Non passò molto tempo e il mondo si accorse che non solo la vecchia conflittualità persisteva, ma che ulteriori fonti di tensione e conflitto, legate alla dimensione micro-nazionale ed etnica, tornavano prepotentemente a complicare le dinamiche regionali in diverse aree. Non venne però meno l’iniziale spinta ottimistica dei primi anni Novanta e questo mentre nel mondo intellettuale diverse voci, da Samuel Huntington allo stesso Fukuyama, che aveva rivisto molte delle sue tesi, invitavano a ragionare su un mondo con un destino meno lineare e sicuramente meno ottimistico.
Sul versante politico dominava la convinzione che la globalizzazione, accompagnata dalla convergenza dei diversi Paesi verso il modello liberal- democratico di ispirazione americana, avrebbe alla fine prevalso rispetto ai fattori divisivi e polarizzanti. Tale credenza, riassunta nella teoria del Washington consensus dell’economista John Williamson, riguardava soprattutto le economie emergenti del nascente Global south: queste, si pensava, avrebbero alla fine trovato il loro Eldorado nell’adeguamento all’ordine internazionale liberale.
Vi era anche l’illusione che questa ricetta potesse funzionare sia per le piccole economie in via di sviluppo sia per i grandi attori emergenti. In questa prospettiva va certamente letto l’ingresso, nel 2001, della Repubblica Popolare Cinese nell’Organizzazione mondiale del commercio. Sempre in questo quadro va inserito il tentativo di ancorare la Russia al blocco occidentale: qui l’immagine più evocativa è sicuramente quella dell’incontro Bush–Putin di pratica di Mare del 2002, auspice Silvio Berlusconi. Di tutto questo, però, si è iniziato a percepire il limite nel corso del nuovo millennio.
L’11 settembre 2001 ha sicuramente rappresentato un momento cruciale, in cui si è certificata la natura illusoria di un modello globalizzante one size for all. Ma non sono mancati ulteriori momenti che hanno mostrato l’illusorietà di un modello di sistema internazionale basato sull’idea di una convergenza. Il quadro odierno vede l’emergere di un fronte sempre più rilevante che si pone in modo critico rispetto alle regole e politiche occidentali. Per anni si è ripetuto che tale fronte aveva una debolezza di fondo derivante dalla sua eterogeneità e dall’assenza di una visione condivisa.

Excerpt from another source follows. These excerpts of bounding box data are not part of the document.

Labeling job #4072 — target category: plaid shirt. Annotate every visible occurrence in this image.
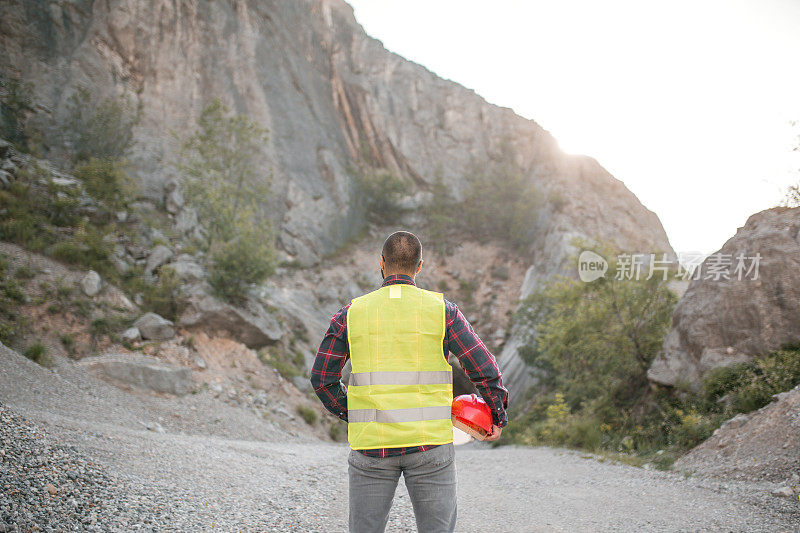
[311,274,508,457]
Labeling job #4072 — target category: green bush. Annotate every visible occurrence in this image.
[355,168,408,224]
[208,221,276,303]
[22,341,51,366]
[63,87,140,164]
[504,260,800,468]
[701,346,800,417]
[14,265,36,280]
[0,255,27,344]
[0,74,33,149]
[177,99,275,303]
[73,157,137,209]
[59,333,75,355]
[297,405,319,426]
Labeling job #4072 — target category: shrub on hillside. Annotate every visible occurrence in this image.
[72,157,137,209]
[208,220,275,303]
[506,253,800,468]
[0,255,26,344]
[178,100,275,303]
[63,87,140,164]
[0,74,33,150]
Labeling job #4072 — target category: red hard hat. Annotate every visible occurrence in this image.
[452,394,492,440]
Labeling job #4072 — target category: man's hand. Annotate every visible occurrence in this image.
[483,424,503,441]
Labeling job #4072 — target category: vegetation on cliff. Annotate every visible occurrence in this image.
[178,100,275,303]
[505,245,800,467]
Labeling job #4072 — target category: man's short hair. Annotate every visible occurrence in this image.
[382,231,422,274]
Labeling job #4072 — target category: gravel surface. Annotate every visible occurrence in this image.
[0,342,800,532]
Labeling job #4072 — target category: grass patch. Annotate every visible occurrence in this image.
[14,265,36,280]
[0,255,28,344]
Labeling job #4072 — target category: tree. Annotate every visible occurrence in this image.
[517,243,677,408]
[0,75,33,148]
[63,87,141,165]
[178,99,275,301]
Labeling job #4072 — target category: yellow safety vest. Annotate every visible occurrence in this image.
[347,284,453,450]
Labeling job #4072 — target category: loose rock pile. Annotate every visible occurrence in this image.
[0,404,177,533]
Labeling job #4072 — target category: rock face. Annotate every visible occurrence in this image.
[81,270,103,297]
[144,244,174,279]
[178,285,282,348]
[80,354,192,396]
[647,207,800,388]
[133,313,175,341]
[675,387,800,482]
[0,0,672,394]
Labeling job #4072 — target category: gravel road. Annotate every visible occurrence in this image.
[0,344,800,532]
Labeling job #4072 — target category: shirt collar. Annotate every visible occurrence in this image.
[381,274,417,287]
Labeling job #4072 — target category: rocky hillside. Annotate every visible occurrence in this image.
[0,0,672,395]
[675,387,800,490]
[648,207,800,389]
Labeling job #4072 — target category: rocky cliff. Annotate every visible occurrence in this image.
[0,0,672,395]
[647,207,800,388]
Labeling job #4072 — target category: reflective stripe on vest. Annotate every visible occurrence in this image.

Oggi forse questo giudizio va modificato e per farlo basta guardare all’evoluzione dei Brics: inizialmente afflitto da una forte disomogeneità, questo gruppo ha vissuto una progressiva istituzionalizzazione accompagnata da un significativo allargamento. Nel vertice di Johannesburg è stata lanciata una strategia di allargamento che ha portato oggi nel sistema Egitto, Emirati Arabi, Etiopia e Iran.
Con un ingresso della Turchia nell’organizzazione si avrebbe per la prima volta un Paese Nato in un gruppo che sta assumendo posizioni sempre più esplicitamente critiche nei confronti dell’occidente e degli Stati Uniti. Le attuali tendenze del mondo sono dunque molto diverse da quelle di trentacinque anni fa e questo forse ci fornisce l’occasione per ripensare il senso storico della caduta del Muro di Berlino.
L’Ottantanove può essere ancora visto come il momento del “crollo del muro”, ma dovremmo ripensare alle forze che quel crollo ha sprigionato. Esso ha certamente sancito il collasso del sistema sovietico, ma ha, al contempo, posto le premesse per l’abbandono di un modello bipolare che troppo aveva semplificato le relazioni internazionali. Iniziamo allora a guardare al crollo del muro di Berlino come al momento in cui ci si riapre alla complessità, una complessità in cui lo stesso occidente può sopravvivere e prosperare, abbandonando però le antiche illusioni.